Летом, когда пройдет период весенней торговли мехами, некоторые из этих индейских коммун отправляются в глухие уголки, расположенные вдали от больших дорог. Индейцы не любят бледнолицых туристов и других непрошеных гостей. Они тщательно маскируют свои тропы, и человек, который забрел в эти глухие места, лишь случайно может обнаружить поселение индейцев.
Эти спрятанные в глухих местах поселения индейцы называют «Оден-па-ка-инне-хекадж», что в буквальном переводе означает «Скрытый город», «Тайный город». Такие города в наши дни уже редко встречаются, но все-таки они еще существуют и бережно хранят старые индейские обычаи и традиции.
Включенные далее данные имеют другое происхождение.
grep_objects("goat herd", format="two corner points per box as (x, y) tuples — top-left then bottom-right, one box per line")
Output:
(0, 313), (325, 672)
Мне посчастливилось получить гостеприимный прием в нескольких из этих независимо существующих тайных поселениях. А один раз меня приняли даже с компанией бледнолицых туристов, чей искренний интерес и доброжелательное отношение к «краснокожим братьям» заставили меня приложить все усилия, чтобы получить разрешение переступить запретную границу. Вышло так, что мы разбили лагерь в нескольких милях от одного тайного поселения, о существовании которого мы уже догадывались. Один из туристов, возглавлявших эту компанию, настойчиво уговаривал меня сделать попытку договориться с индейцами. Я знал, что нога бледнолицего еще не ступала дальше причала каноэ, и на успех этих переговоров вряд ли можно было рассчитывать. Ни в одном обществе ваше неожиданное появление — без приглашения и без извещения — не вызовет такого определенного, безоговорочного, полного отказе в гостеприимстве, какой вам дадут обитатели обыкновенного индейского поселения, для которых вы нежеланный гость. Вождь родовой группы, о которой идет речь, — Большая Выдра — был человеком высокомерным, и, несмотря на то, что я с ним был знаком, он никогда не приглашал меня к себе. Тем не менее как-то раз я нашел на волоке прекрасно сделанное весло работы Большой Выдры, на котором было вырезано мое имя. Это был отличный подарок в краю быстрых, стремительных рек и, казалось бы, было хорошим предзнаменованием. Однако я не возлагал больших надежд. На следующий день я попытался объяснить своим спутникам, как надо себя вести во время таких встреч с индейцами; потом мы сели в пирогу и поплыли к поселку Большой Выдры. Мы плыли почти час, преодолели по пути несколько водопадов и вдруг очутились на огромном круглом озере, спрятанном среди обрывистых холмов, поросших дикими соснами, еще не тронутыми топором человека. По озеру мы плыли еще час прямо навстречу солнцу и наконец попали в узкую бухточку, там за высоким выступом неожиданно обнаружили целую флотилию каноэ: одни стояли на причале, другие были перевернуты вверх дном. Вверх от берега вилась узкая тропа, она поднималась по невысокому склону к роще великанов сосен. Здесь среди громадных пней на ровном месте стояли врассыпную вигвамы и палатки. Голубой туман от дыма повис в воздухе просеки; какие-то люди, словно загадочные тени, появились около жилья и снова исчезли. Никто не вышел, чтобы встретить нас; была полная, угнетающая, давящая тишина.